Wystąpienie do Ministra Sprawiedliwości w sprawie przewlekłości postępowań sądowych z dnia 2016-06-09.
Wystąpienie do Ministra Sprawiedliwości w sprawie przewlekłości postępowań sądowych.
Rzecznik Praw Obywatelskich zwrócił się do Ministra Sprawiedliwości-Prokuratora Generalnego o przekazanie informacji na temat prac nad nowelizacją ustawy o skardze na naruszenie prawa strony do rozpoznania sprawy w postępowaniu przygotowawczym prowadzonym lub nadzorowanym przez prokuratora i postępowaniu sądowym bez nieuzasadnionej zwłoki. Rzecznik zainteresowany jest także działaniami podejmowanymi w celu wdrożenia zaleceń Europejskiego Trybunału Praw Człowieka oraz Komitetu Ministrów Rady Europy dotyczących przewlekłości postępowań sądowych.
Europejski Trybunał Praw Człowieka w sprawie Rutkowski i inni przeciwko Polsce stwierdził naruszenie prawa do rozpoznania sprawy w rozsądnym terminie oraz prawa do skutecznego środka odwoławczego. Polskie sądy nie zastosowały bowiem orzecznictwa Europejskiego Trybunału Praw Człowieka dotyczącego oceny rozsądnego czasu trwania postępowania, a także „właściwego i wystarczającego zadośćuczynienia” za naruszenie prawa do rozpatrzenia sprawy w rozsądnym terminie.
Obowiązująca ustawa z 17 czerwca 2004 r. o skardze na naruszenie prawa strony do rozpoznania sprawy w postępowaniu przygotowawczym prowadzonym lub nadzorowanym przez prokuratora i postępowaniu sądowym bez nieuzasadnionej zwłoki – w ocenie Trybunału - nie gwarantuje wystarczającej ochrony.
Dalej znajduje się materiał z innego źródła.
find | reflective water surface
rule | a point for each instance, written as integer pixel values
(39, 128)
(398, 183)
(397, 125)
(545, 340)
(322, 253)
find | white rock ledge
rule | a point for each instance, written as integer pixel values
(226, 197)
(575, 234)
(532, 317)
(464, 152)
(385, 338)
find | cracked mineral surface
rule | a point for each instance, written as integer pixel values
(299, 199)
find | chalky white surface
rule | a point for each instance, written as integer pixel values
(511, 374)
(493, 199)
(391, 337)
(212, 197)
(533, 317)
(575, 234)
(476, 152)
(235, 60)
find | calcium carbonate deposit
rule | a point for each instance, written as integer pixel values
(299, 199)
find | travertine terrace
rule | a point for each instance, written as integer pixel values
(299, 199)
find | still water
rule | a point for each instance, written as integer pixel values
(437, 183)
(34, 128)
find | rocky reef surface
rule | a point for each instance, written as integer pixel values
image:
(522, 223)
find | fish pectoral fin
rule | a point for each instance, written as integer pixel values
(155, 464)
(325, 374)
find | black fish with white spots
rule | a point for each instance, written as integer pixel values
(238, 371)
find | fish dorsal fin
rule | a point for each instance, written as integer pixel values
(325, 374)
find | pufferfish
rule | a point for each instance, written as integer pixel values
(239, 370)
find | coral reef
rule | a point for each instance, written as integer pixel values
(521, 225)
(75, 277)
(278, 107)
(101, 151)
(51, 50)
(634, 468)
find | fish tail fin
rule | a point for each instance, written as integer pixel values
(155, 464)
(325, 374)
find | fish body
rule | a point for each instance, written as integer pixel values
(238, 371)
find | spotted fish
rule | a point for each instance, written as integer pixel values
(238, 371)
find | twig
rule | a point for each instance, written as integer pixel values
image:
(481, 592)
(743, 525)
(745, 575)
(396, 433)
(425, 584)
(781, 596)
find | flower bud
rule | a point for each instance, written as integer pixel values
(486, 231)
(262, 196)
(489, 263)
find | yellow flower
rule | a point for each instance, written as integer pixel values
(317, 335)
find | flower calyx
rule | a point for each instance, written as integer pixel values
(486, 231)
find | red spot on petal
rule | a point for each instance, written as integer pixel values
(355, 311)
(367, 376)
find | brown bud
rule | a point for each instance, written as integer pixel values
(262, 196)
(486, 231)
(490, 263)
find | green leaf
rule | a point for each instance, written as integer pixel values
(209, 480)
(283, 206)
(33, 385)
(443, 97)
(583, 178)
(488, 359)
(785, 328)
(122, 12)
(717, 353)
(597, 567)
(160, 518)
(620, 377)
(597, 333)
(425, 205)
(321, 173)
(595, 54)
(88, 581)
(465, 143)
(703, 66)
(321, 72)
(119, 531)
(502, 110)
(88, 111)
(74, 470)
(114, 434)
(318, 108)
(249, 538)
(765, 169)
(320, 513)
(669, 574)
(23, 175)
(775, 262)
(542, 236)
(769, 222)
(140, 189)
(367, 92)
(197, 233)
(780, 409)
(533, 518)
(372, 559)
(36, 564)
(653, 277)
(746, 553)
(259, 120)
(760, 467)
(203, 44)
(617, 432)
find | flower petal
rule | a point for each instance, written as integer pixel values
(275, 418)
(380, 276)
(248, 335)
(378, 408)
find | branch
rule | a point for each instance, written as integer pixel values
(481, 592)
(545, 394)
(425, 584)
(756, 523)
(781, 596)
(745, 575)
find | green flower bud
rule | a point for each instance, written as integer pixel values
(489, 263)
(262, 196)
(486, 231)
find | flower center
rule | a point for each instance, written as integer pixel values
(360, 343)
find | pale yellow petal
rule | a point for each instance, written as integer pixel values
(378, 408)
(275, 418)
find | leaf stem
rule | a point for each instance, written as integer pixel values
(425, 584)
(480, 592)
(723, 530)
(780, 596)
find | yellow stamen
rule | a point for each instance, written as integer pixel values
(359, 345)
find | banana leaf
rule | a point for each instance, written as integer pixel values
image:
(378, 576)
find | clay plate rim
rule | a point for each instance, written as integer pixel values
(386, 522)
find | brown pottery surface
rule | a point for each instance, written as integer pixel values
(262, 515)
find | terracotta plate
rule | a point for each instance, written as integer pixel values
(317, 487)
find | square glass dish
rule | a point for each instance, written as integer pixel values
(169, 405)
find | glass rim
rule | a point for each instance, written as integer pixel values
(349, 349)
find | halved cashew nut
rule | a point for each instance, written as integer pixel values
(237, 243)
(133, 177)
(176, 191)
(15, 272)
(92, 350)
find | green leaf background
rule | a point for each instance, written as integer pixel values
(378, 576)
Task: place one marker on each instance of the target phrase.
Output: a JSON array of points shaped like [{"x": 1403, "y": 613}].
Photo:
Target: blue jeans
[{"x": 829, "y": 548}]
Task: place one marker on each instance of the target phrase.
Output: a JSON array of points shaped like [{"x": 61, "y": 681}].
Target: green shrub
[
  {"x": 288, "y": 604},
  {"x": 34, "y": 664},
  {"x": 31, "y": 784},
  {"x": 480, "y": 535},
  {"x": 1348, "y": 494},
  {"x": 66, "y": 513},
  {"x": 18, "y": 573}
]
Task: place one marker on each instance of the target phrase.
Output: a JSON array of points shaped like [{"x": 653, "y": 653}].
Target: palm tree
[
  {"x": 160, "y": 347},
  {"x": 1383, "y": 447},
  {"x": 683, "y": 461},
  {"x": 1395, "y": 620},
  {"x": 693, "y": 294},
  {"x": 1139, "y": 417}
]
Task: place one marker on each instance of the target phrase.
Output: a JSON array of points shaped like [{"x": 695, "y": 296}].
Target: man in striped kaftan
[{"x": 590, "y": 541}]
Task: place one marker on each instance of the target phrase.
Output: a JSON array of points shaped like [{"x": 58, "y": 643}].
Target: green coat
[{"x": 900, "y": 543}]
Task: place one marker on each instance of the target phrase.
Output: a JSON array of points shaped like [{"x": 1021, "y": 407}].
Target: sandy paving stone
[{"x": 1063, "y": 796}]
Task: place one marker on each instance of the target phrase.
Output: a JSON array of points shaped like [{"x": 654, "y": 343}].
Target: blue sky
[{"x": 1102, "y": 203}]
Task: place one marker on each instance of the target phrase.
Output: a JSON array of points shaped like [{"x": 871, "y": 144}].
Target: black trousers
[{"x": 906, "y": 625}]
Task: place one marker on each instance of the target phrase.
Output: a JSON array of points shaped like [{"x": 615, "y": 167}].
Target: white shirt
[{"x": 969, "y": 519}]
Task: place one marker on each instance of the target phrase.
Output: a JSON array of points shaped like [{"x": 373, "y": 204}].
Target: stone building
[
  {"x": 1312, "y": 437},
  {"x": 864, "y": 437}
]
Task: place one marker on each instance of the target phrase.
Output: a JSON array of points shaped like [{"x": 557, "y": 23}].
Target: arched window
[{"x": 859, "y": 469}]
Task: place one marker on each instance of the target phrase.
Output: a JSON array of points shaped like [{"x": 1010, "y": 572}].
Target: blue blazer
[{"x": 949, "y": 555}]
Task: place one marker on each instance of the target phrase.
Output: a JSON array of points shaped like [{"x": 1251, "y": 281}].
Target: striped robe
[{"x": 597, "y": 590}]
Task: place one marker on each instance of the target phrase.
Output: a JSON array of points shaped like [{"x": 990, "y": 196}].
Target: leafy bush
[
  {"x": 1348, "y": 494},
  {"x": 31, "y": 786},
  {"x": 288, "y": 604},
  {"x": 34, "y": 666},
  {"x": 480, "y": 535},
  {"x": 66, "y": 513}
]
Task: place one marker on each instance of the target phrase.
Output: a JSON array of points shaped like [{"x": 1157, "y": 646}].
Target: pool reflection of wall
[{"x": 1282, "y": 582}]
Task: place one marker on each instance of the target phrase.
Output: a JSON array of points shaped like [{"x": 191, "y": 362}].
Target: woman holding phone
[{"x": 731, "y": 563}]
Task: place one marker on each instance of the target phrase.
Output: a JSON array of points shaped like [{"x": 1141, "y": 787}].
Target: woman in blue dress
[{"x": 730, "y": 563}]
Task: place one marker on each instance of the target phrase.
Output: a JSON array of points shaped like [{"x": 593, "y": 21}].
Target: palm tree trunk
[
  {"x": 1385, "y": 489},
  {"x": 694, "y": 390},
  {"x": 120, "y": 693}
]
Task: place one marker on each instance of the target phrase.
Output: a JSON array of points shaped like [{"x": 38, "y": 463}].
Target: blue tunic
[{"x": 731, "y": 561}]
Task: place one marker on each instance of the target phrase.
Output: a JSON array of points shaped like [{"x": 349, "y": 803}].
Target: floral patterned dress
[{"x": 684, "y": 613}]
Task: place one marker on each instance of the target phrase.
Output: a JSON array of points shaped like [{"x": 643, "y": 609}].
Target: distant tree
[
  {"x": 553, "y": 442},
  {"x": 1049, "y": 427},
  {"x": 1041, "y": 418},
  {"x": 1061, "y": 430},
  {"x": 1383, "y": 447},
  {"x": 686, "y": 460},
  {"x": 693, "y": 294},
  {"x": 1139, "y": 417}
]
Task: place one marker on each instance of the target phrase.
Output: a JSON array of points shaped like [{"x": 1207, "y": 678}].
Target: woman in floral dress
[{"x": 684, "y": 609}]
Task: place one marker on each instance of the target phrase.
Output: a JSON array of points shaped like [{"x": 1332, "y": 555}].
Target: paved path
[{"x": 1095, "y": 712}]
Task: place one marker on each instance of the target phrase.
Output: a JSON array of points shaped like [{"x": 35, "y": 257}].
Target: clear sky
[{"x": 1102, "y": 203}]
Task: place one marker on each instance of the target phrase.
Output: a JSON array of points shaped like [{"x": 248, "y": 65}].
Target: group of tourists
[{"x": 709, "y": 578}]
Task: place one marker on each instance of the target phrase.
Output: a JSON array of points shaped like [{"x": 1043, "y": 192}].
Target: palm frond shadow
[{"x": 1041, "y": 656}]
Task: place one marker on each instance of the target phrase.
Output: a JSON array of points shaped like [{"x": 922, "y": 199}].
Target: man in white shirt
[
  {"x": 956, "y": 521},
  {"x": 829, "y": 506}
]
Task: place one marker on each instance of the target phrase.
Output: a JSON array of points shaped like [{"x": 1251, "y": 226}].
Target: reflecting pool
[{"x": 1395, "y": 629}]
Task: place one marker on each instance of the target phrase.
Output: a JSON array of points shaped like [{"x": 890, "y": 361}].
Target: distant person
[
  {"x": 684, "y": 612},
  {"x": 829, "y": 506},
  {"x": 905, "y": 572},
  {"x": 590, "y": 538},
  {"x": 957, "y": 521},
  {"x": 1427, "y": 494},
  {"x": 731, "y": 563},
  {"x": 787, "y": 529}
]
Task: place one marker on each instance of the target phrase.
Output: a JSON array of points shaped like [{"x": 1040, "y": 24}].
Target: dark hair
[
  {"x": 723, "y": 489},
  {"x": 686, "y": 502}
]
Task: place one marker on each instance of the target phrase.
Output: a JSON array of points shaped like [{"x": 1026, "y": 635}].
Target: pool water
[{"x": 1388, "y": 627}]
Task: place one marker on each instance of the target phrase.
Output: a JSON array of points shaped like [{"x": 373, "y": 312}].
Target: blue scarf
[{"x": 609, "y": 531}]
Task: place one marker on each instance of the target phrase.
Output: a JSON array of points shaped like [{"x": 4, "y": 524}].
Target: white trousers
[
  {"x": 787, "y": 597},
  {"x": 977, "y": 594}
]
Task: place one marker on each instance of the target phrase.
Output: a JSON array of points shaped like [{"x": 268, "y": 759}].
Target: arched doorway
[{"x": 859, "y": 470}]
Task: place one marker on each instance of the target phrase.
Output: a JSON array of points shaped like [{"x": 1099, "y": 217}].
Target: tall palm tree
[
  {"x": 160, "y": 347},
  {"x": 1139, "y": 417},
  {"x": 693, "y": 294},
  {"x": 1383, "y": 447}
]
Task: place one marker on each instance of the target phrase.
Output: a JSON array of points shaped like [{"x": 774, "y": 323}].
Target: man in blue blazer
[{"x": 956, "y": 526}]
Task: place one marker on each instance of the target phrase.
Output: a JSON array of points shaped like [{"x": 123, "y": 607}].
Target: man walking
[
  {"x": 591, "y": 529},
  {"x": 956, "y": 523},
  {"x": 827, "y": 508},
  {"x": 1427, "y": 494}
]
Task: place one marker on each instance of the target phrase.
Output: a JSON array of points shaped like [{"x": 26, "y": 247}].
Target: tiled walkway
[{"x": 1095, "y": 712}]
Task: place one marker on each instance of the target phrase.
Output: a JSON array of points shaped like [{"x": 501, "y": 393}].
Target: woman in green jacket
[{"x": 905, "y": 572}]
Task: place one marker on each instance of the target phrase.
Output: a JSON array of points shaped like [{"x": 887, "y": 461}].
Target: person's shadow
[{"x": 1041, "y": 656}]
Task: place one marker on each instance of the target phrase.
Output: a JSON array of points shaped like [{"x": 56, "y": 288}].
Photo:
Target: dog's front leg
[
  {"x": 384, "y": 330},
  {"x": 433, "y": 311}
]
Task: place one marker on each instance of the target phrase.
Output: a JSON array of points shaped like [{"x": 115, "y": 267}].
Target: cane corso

Przede wszystkim sądy oceniając przewlekłość badały jedynie aktualny stan postępowania, nie uwzględniając toku postępowań we wcześniejszej instancji. Sądy nie badały całej długości postępowań zgodnie z wymogiem „rozsądnego terminu”, co prowadziło do tzw. „fragmentaryzacji” postępowań. Kwestię tę rozstrzygnął Sąd Najwyższy w uchwale z dnia 28 marca 2013 r. (sygn. akt III SPZP 1/13) stwierdzając, że ocenie sądowej podlega całość postępowania, od jego wszczęcia do prawomocnego zakończenia. Trudno jednak stwierdzić, czy to stanowisko jest jednolicie realizowane przez sądy powszechne. Do Trybunału w Strasburgu wpływały bowiem skargi, w których pomijany był pogląd wyrażony w uchwale Sądu Najwyższego.
Kolejną kwestią, na którą zwrócił uwagę Europejski Trybunał Praw Człowieka są zbyt niskie sumy pieniężne przyznawane z tytułu przewlekłości postępowań. Jest to problem systemowy. W sprawach badanych przez Trybunał kwoty przyznawane przez sądy krajowe w związku z naruszeniem prawa do rozpoznania sprawy w rozsądnym terminie stanowiły od 7% do 25% wartości kwoty przyznawanej zwykle w tego typu sprawach przez Trybunał.
Europejski Trybunał Praw Człowieka nie wskazał przy tym żadnych konkretnych działań, jakie Polska powinna podjąć, aby uwzględnić w przyjmowanych rozwiązaniach prawnych standardy wynikające z orzecznictwa Trybunału. Kwestie te pozostawił Komitetowi Rady Ministrów Rady Europy.